It’s a bittersweet symphony, this life
April 2nd, 2006whats the deal
with my brain
why am I so obviously insane
in a perfect situation
I let love down the draintheres the pitch
slow and straight
all I have to do is swing
and I’m a hero
but I’m a zerohungry nights
once again
now its getting unbelievablecause I could not have it better
but I just can’t get no play
from the girls
all around
as they search the night for someone to hold on to
and just pass through
In the past, my postings seemed to portray that I was mad at the world. Mad at everyone and everything but myself. Sure, nothing much has improved. The calibur of most people is very lacking, and I’m disappointed with how a lot of people act… but there’s nothing I can do about that. No, I’m not saying I’m some great person either… Just not liking a lot of stuff. Tonight I am very disappointed in myself. I went to a bar in Sapulpa called Beer Hunters with Justin, Nick, and Gonzalez. It was a great time. We got to listen to The Usual Suspects play and watch some incredibly drunk people try to dance.
At one point there was this incredibly cute brunette that showed up… Just my type. Everyone with me knew she was my type, they immediately wanted me to go dance with her. I talked myself out of it my telling myself that she probably lived in Sapulpa, so if we happened to hit it off, the possibilities of it going somewhere were remote at best. This girl then went and started talking to these little gangster wanna be kids who just acted like immature, unintelligent thugs. I know… I’m raising myself above others again. BAD SCOTT! I know it’s stupid to think about relationships with those types of situations but I’m to the point where I’m very tired of being single. I miss the feeling of having someone in my life who cares about me in that way. I used to give so much to people, I used to be so trusting, so caring… But it’s all slipping away. I’m becoming an asshole. It has been told to me by friends even. I stopped being concerned with other peoples feelings, and stopped gong out of my way to make sure I didn’t make people feel uncomfortable. Some would say that is a good thing…. Some would say I shouldn’t bother myself that much with other people, but I don’t like not being the ‘nice guy’. I have always been the ‘nice guy’ and the saying is true… Nice guys DO finish last. I don’t know if subconsciously I’ve turned myself into something other than what I used to be….. I just don’t know. Too many times in the past I have lost someone I cared about to someone her and I both knew wasn’t right for her. Someone who didn’t treat her right, didn’t care for her the way he should, didn’t respect her, and sometimes was even abusive. Now I know that gives a little bit of insight to her own values, etc… But at the same time its like “what was it that made THAT a better choice than me?” It just puts a lot of doubt in my mind. I have once again gotten to the point where I have lost hope of meeting someone who will live up to my expectations.

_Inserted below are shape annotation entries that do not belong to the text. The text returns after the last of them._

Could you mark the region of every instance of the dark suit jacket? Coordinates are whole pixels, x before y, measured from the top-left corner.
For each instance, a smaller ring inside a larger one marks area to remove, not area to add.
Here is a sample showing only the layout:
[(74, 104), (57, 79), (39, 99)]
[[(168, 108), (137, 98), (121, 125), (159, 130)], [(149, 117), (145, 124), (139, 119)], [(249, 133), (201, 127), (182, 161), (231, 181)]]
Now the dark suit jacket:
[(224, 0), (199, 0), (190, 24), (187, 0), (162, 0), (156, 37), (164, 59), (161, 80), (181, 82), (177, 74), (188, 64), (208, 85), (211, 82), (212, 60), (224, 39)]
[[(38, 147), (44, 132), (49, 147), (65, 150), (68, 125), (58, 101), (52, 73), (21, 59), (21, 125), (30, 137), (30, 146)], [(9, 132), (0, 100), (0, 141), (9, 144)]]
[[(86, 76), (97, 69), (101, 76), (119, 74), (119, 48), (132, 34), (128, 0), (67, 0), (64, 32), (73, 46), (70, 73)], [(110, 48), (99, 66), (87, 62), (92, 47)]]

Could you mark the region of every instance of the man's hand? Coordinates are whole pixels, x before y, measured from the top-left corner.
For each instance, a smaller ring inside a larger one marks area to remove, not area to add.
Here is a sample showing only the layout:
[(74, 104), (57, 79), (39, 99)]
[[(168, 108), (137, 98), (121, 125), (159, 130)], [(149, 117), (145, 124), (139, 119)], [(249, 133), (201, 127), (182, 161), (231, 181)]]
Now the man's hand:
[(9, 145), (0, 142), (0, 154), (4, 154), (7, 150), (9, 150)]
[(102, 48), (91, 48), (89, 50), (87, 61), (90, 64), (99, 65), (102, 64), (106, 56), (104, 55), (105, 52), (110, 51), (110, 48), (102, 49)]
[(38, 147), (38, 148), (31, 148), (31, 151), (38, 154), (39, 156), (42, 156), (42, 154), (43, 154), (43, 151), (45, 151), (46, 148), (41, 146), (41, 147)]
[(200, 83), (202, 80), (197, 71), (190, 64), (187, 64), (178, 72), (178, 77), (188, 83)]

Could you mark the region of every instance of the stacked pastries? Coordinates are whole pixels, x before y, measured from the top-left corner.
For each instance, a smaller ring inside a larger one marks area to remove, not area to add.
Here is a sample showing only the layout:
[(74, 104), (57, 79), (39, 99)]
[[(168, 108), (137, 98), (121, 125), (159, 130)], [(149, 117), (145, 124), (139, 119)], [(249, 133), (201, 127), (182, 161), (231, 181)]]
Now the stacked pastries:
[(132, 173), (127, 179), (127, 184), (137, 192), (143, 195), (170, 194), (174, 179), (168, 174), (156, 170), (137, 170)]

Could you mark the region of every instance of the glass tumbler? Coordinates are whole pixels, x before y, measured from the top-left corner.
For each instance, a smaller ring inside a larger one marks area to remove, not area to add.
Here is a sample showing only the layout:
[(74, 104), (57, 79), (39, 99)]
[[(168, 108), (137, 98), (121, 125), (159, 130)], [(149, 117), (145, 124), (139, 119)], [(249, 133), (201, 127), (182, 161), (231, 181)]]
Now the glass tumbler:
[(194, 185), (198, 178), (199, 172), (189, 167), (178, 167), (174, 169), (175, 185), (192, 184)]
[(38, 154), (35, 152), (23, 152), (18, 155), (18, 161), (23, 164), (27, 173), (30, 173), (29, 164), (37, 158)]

Maybe no one will. Maybe wanting someone who’s smart, witty, easy going, not afraid to hang out with the guys, whom I’m attracted to, and doesn’t cheat is just asking too much. It seems all the prospects are looking for the opposite of me. I have been told in the past few months that I am “ahead of my time”. I suppose meaning that I want now, what most poeple want when they are 25-30 and older. I don’t know if this is true or not, but it is very interesting. Everyone my age wants to have a party life, sleep around, and cheat… But I want to meet someone who will be my partner for life. I want to once again have that feeling I used to have. That unmistakeable feeling of everything in your heart telling you that the one you love, also loves you. Loves you that same special way you love them and is actually telling you the truth when they say they love you. Some people say I love you, and mean something totally different from what I mean. I want that feeling back. I want it to come back and NOT be destroyed by simple acts of immaturity and poor decision making. Decision making that, like before, leads someone to someone who doesn’t treat them right, doesn’t put the one they supposedly love before themself, and doesn’t truly care for the person they supposedly love.
That’s it. I’m getting down off my soapbox to disappear for a little while again. Hope you enjoyed.
April 2nd, 2006 at 12:44 pm
Don’t give up Scott. It will happen for you, just maybe not as quickly as you would like. I didn’t meet my soul-mate until I was 28 and he was 30. She’s out there, just keep looking.
April 2nd, 2006 at 1:20 pm
I agree with Donna, second to that, who do you hang out with that wants to cheat? Thats disturbing, I can’t think of anyone — are you sure? That would make it like, Nick, myself, Molly, Jon, your brothers, I’m a little confused…
April 2nd, 2006 at 1:54 pm
I think you’re reading too much into it Justin… Or not reading carefully.
April 2nd, 2006 at 10:16 pm
My brain compiled the statement incorrectly, I somehow combined more than one line into one phrase, my bad..
April 3rd, 2006 at 5:45 am
You just wanted to know if i was attracted to you or not, didn’t you? Nice try Justin, nice try.
April 4th, 2006 at 1:40 pm
uh, heh. I don’t want to know what you two are talking about.